CHOPIN FRÉDÉRIC (1810-1849)

Le legs pianistique

Le piano inspirateur

Un précieux index thématique des diverses compositions de Chopin nous est fourni par la table des matières qu'il écrivit avec Franchomme pour la collection complète des œuvres réunies par Jane Stirling et corrigées de la main du maître. Cet index est reproduit en tête de l'édition monumentale soigneusement publiée par Édouard Ganche, alors président de la société Chopin (3 vol., Oxford University Press, 1928-1933). Cet ouvrage, qui se conforme strictement aux manuscrits authentiques et à l'édition princeps devenue depuis longtemps introuvable, devait apporter les plus magnifiques surprises, révélant toutes les hardiesses de la plume de Chopin, si malencontreusement « rectifiées » par des révisions qui leur ôtaient toute originalité.

L'essentiel de l'œuvre de Chopin est destiné au piano dont le compositeur était lui-même un exécutant virtuose. Grâce aux travaux des facteurs, parmi lesquels on peut noter Érard et Pleyel, le piano moderne, avec toutes ses possibilités expressives, était né, permettant à Chopin d'affirmer sa personnalité musicale.

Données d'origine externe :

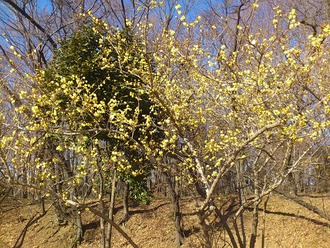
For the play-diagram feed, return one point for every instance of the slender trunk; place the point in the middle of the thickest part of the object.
(125, 203)
(177, 216)
(111, 208)
(102, 226)
(78, 227)
(263, 234)
(207, 243)
(239, 171)
(253, 236)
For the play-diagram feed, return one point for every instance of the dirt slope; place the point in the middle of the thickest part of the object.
(287, 225)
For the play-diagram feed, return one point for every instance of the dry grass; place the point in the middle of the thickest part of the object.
(287, 225)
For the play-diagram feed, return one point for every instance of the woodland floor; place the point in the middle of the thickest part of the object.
(287, 225)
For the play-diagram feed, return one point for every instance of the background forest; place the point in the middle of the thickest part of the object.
(107, 102)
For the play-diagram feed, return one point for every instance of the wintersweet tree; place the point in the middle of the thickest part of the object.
(245, 109)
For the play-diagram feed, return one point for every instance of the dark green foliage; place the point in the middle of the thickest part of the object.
(83, 55)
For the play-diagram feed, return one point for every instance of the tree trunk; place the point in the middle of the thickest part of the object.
(78, 227)
(175, 196)
(111, 208)
(253, 236)
(125, 204)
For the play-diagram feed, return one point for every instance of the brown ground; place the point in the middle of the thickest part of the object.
(287, 225)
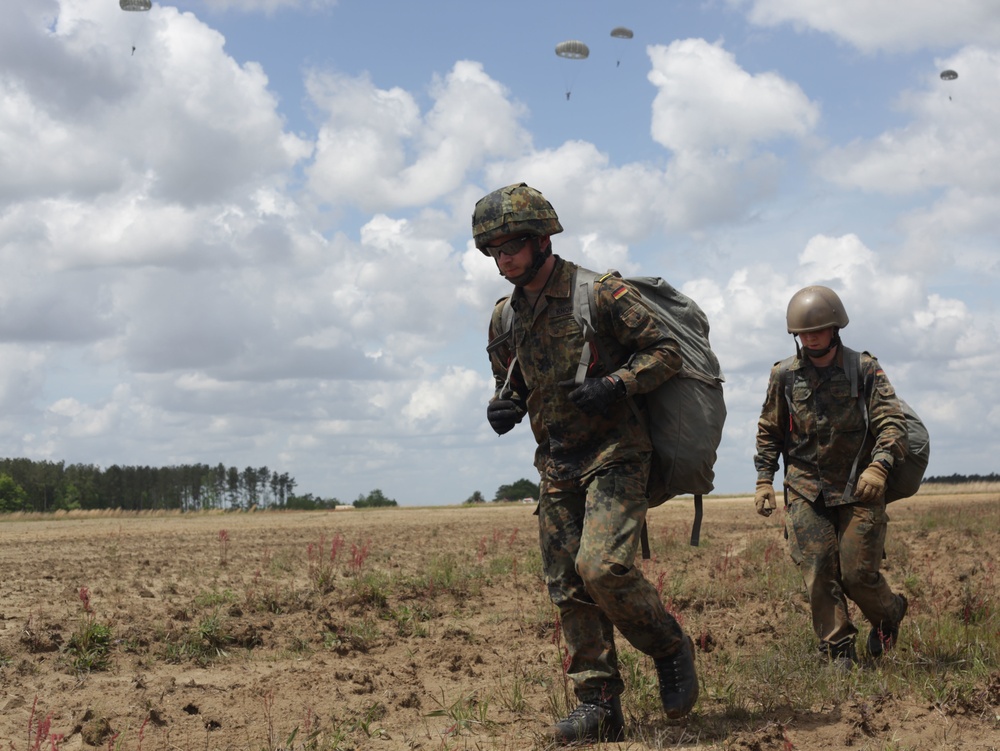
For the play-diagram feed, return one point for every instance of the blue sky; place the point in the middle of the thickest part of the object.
(248, 241)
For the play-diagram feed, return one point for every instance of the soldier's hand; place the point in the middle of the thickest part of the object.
(871, 484)
(503, 415)
(764, 498)
(595, 395)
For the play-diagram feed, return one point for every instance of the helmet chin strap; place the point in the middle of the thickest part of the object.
(817, 353)
(538, 258)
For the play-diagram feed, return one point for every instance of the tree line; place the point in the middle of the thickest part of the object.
(957, 479)
(28, 485)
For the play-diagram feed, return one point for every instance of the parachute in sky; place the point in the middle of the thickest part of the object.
(571, 49)
(621, 32)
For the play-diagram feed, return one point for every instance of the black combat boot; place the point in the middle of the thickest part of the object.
(678, 680)
(590, 722)
(841, 655)
(883, 637)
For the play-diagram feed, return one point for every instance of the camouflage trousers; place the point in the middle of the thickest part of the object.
(589, 531)
(838, 549)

Chopin inaugure un nouveau mode de rapports entre l'instrument et le compositeur. Le piano semble n'être plus, pour lui, le moyen de faire entendre une certaine musique ; c'est, au contraire, la composition qui devient le moyen de faire « chanter » le piano : le piano lui-même est sa principale source d'inspiration. De là vient sans doute la légende d'un Chopin plus improvisateur que compositeur au sens classique du terme. En fait, le simple examen de ses manuscrits et l'analyse approfondie de ses partitions suffisent à démontrer la préméditation rigoureuse de son écriture.

Des « phrases au long col »

Très peu de thèmes de Chopin ont le caractère, généralement bref, ferme et arrêté, de l'idée symphonique. À moins qu'ils n'aient volontairement celui de la danse (Polonaises, Mazurkas, Valses, etc.), ses thèmes sont de caractère vocal. Marcel Proust a bien su les définir tout en imitant leur tournure, lorsqu'il écrivait « les phrases au long col sinueux et démesuré de Chopin, si libres, si flexibles, si tactiles, qui commencent par chercher et essayer leur place en dehors et bien loin de la direction de leur départ, bien loin du point où on avait su espérer qu'atteindrait leur attouchement, et qui ne se jouent dans cet écart de fantaisie que pour revenir plus délibérément – d'un retour plus prémédité, avec plus de précision, comme sur un cristal qui résonnerait jusqu'à faire crier – vous frapper au cœur ».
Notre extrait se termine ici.